Results: Overall, 413/1049 patients had a history of MI (n=214 PA32540, n=199 EC-ASA), and 411 were included in the safety evaluation (n=2 received no study drug). Among these patients, 36 had serious treatment-emergent adverse events (TEAEs; n=19/213 [8.9%] PA32540, n=17/198 [8.6%] EC-ASA; p = NS). Cardiac TEAEs were reported in 12/213 patients (5.6%) in the PA32540 group and 9/198 patients (4.5%) in the EC-ASA group (p=NS). Adjudicated major adverse CV events were reported in 3/213 patients (1.4%) in the PA32540 group and 1/198 patients (0.5%) in the EC-ASA group (p=NS). Treatment with PA32540 was associated with lower rates of endoscopically determined gastric ulceration (5/214 [2.3%] vs 15/199 [7.5%] p=0.020) and gastroduodenal ulceration (5/214 [2.3%] vs 19/199 [9.5%]; p=0.002) vs EC-ASA. Overall, 16 patients (7.5%) in the PA32540 group and 19 patients (9.5%) in the EC-ASA group discontinued therapy due to AEs (p=NS).
Conclusions: Patients treated with PA32540 and EC-ASA for secondary cardioprotection after MI had a similar occurrence of cardiac TEAEs. However, therapy with PA32540 was associated with a more favorable safety and tolerability profile and significantly lower rates of gastric and gastroduodenal ulceration than EC-ASA. These results support PA32540 as a therapeutic option for secondary prevention of CV events in patients at risk for ASA-associated gastric ulceration.

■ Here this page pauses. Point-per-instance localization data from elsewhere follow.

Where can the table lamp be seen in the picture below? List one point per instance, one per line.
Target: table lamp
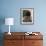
(9, 21)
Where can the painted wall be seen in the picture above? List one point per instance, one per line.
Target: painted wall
(11, 8)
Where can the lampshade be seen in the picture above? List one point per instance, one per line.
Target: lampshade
(9, 21)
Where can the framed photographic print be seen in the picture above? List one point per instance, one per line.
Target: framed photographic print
(27, 15)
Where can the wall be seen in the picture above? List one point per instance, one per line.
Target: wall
(11, 8)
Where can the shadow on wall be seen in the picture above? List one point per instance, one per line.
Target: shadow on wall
(2, 21)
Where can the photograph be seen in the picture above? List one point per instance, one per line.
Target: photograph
(26, 15)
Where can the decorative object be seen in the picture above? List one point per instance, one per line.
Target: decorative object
(9, 21)
(27, 15)
(21, 39)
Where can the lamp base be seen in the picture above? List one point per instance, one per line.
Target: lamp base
(9, 33)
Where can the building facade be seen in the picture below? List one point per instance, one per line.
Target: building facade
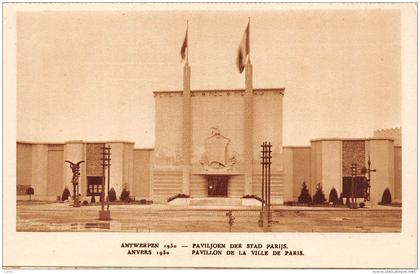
(207, 144)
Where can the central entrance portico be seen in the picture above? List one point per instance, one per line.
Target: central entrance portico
(217, 186)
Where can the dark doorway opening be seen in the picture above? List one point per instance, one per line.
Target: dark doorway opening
(94, 185)
(217, 186)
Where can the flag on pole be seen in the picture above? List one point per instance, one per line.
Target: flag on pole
(243, 50)
(184, 48)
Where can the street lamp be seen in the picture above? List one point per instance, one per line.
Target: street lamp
(353, 203)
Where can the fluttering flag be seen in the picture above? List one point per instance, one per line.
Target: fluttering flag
(184, 48)
(243, 50)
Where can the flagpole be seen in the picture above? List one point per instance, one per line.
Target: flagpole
(187, 44)
(249, 39)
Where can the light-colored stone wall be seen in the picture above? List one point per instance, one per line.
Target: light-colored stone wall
(55, 185)
(297, 169)
(168, 130)
(331, 167)
(288, 173)
(394, 133)
(217, 109)
(39, 170)
(382, 158)
(397, 174)
(23, 164)
(316, 166)
(301, 169)
(74, 151)
(141, 173)
(128, 166)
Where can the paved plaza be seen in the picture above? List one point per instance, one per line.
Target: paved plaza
(42, 216)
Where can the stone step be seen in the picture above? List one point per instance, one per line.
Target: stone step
(216, 201)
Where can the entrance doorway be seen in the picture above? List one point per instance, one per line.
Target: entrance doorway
(94, 185)
(217, 186)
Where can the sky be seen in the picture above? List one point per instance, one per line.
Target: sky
(90, 75)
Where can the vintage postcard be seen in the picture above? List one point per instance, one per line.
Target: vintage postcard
(210, 135)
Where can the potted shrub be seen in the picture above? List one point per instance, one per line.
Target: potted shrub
(30, 192)
(319, 197)
(333, 197)
(66, 194)
(112, 195)
(304, 197)
(386, 197)
(125, 195)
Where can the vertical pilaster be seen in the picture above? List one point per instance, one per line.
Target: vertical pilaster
(186, 131)
(248, 129)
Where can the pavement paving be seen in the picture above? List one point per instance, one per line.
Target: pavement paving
(43, 216)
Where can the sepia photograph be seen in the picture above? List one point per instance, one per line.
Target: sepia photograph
(230, 119)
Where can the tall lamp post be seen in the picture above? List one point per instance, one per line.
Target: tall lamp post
(369, 170)
(353, 203)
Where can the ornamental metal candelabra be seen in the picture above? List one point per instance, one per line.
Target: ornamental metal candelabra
(105, 215)
(75, 168)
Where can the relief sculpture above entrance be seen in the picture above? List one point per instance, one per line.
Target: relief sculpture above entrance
(217, 155)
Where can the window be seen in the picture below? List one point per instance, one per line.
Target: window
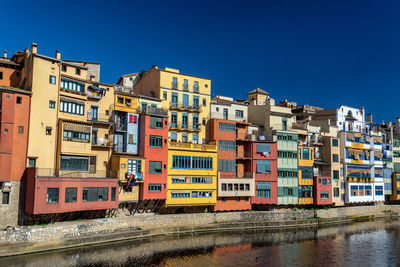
(154, 188)
(113, 193)
(75, 163)
(180, 195)
(306, 153)
(335, 158)
(263, 189)
(72, 107)
(226, 145)
(324, 195)
(263, 166)
(335, 142)
(336, 192)
(155, 167)
(226, 165)
(48, 130)
(202, 163)
(239, 113)
(52, 79)
(31, 163)
(379, 190)
(335, 174)
(263, 148)
(229, 127)
(52, 195)
(6, 198)
(155, 122)
(181, 162)
(173, 136)
(70, 194)
(202, 180)
(95, 194)
(174, 83)
(284, 124)
(72, 85)
(52, 104)
(155, 141)
(201, 194)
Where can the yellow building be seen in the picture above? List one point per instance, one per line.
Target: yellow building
(306, 174)
(187, 99)
(70, 119)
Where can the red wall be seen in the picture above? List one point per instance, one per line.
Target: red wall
(13, 145)
(36, 194)
(153, 154)
(269, 177)
(231, 204)
(318, 188)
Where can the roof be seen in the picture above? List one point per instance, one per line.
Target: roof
(259, 91)
(15, 90)
(216, 100)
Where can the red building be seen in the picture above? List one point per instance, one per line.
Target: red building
(322, 190)
(235, 177)
(14, 128)
(154, 147)
(264, 165)
(46, 193)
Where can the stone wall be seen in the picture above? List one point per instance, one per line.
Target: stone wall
(164, 223)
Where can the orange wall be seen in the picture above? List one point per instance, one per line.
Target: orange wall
(10, 78)
(13, 145)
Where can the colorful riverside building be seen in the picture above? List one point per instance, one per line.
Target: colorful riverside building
(140, 149)
(14, 113)
(69, 144)
(228, 127)
(192, 163)
(361, 154)
(277, 123)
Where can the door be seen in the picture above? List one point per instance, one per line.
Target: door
(225, 114)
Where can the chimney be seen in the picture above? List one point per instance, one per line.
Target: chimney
(34, 48)
(369, 117)
(58, 55)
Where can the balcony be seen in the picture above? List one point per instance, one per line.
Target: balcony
(50, 172)
(100, 119)
(194, 107)
(191, 146)
(153, 111)
(184, 127)
(236, 187)
(243, 155)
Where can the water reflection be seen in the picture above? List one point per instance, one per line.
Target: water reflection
(363, 244)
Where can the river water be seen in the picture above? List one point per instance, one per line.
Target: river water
(375, 243)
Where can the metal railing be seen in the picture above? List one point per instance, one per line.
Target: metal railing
(51, 172)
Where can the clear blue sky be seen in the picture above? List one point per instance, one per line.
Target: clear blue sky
(323, 53)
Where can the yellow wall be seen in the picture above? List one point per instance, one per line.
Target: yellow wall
(189, 187)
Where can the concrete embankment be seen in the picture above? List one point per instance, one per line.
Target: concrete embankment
(23, 240)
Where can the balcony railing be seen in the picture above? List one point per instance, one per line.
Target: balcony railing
(184, 126)
(243, 154)
(153, 110)
(186, 106)
(50, 172)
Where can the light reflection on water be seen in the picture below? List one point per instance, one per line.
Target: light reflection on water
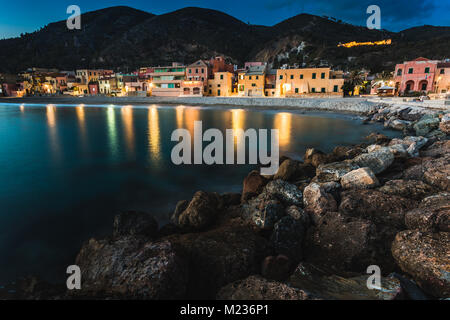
(53, 197)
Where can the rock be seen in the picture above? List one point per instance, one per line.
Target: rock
(322, 286)
(287, 237)
(201, 211)
(378, 160)
(299, 214)
(343, 244)
(220, 256)
(361, 178)
(135, 223)
(433, 214)
(426, 124)
(287, 193)
(444, 125)
(334, 171)
(263, 211)
(179, 208)
(413, 189)
(276, 268)
(287, 170)
(437, 149)
(426, 257)
(258, 288)
(317, 201)
(253, 185)
(344, 152)
(376, 206)
(129, 267)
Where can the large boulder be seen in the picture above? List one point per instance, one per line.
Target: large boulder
(378, 160)
(343, 244)
(287, 193)
(201, 211)
(253, 185)
(257, 288)
(322, 286)
(413, 189)
(129, 267)
(362, 178)
(317, 201)
(376, 206)
(334, 171)
(135, 223)
(220, 256)
(263, 211)
(426, 257)
(287, 237)
(433, 214)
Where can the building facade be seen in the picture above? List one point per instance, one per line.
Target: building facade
(296, 82)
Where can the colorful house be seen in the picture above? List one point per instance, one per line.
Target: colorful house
(416, 75)
(296, 82)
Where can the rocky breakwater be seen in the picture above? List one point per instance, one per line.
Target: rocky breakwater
(309, 232)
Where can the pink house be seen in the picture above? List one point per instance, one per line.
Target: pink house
(416, 75)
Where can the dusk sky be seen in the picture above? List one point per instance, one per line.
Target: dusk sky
(29, 15)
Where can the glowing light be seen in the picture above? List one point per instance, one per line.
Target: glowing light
(357, 44)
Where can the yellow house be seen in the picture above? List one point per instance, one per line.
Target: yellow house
(296, 82)
(251, 82)
(221, 85)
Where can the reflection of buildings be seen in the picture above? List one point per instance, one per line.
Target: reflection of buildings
(283, 122)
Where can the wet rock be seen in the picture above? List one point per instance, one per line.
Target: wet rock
(343, 244)
(253, 185)
(426, 257)
(179, 208)
(426, 124)
(317, 201)
(258, 288)
(444, 125)
(361, 178)
(334, 171)
(287, 193)
(378, 160)
(135, 223)
(322, 286)
(287, 237)
(433, 214)
(201, 211)
(276, 268)
(220, 256)
(413, 189)
(263, 211)
(129, 267)
(376, 206)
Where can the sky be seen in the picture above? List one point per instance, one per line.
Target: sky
(18, 17)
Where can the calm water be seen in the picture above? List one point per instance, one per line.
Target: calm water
(65, 171)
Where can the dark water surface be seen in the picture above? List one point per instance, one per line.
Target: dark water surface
(65, 171)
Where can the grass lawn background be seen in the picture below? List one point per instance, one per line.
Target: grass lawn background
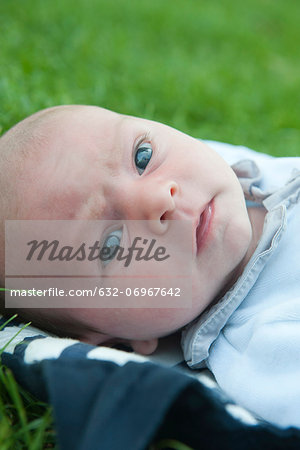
(225, 70)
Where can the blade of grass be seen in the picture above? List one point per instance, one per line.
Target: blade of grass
(14, 336)
(16, 398)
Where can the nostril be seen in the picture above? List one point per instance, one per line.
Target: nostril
(163, 217)
(172, 191)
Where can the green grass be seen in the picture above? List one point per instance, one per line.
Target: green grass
(226, 70)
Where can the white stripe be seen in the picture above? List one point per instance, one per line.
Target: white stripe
(117, 356)
(9, 332)
(46, 348)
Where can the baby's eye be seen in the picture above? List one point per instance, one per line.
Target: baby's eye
(142, 156)
(111, 246)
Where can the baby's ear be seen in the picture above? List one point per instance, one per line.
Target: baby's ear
(144, 347)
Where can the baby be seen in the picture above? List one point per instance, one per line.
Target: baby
(88, 163)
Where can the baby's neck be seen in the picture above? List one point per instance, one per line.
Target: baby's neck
(257, 218)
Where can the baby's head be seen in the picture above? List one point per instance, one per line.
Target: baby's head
(88, 163)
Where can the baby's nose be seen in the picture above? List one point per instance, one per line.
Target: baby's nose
(155, 202)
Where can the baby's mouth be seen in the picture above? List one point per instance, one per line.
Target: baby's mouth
(203, 227)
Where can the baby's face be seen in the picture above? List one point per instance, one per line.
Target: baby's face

Author Disclosures: P. Gurbel: Research Grant; Modest; Coramed, Duke Clinical Research Institute, Haemonetics, Harvard Clinical Research Institute, MedImmune, Merck, NIH, New Haven Pharmaceuticals, Sinnowa. Honoraria; Modest; AstraZeneca, Bayer, Boehringer Ingelheim, Daiichi Sankyo/Lilly, Haemonetics, Janssen, Merck, New Haven Pharmaceuticals. Ownership Interest; Modest; Merck. Other; Modest; Patent for platelet function testing. C. Barish: Speakers Bureau; Modest; AbbVie, AMAG, American Regent, Glaxo, Janssen Biotech, Salix, Santarus. Consultant/Advisory Board; Modest; AMAG, Luitpold. J.G. Fort: Employment; Significant; Aralez. M. Koren: Research Grant; Modest; Aralez (to institution). M. McKenzie: None. J.P. Tursi: Employment; Significant; Aralez.
- © 2016 by American Heart Association, Inc.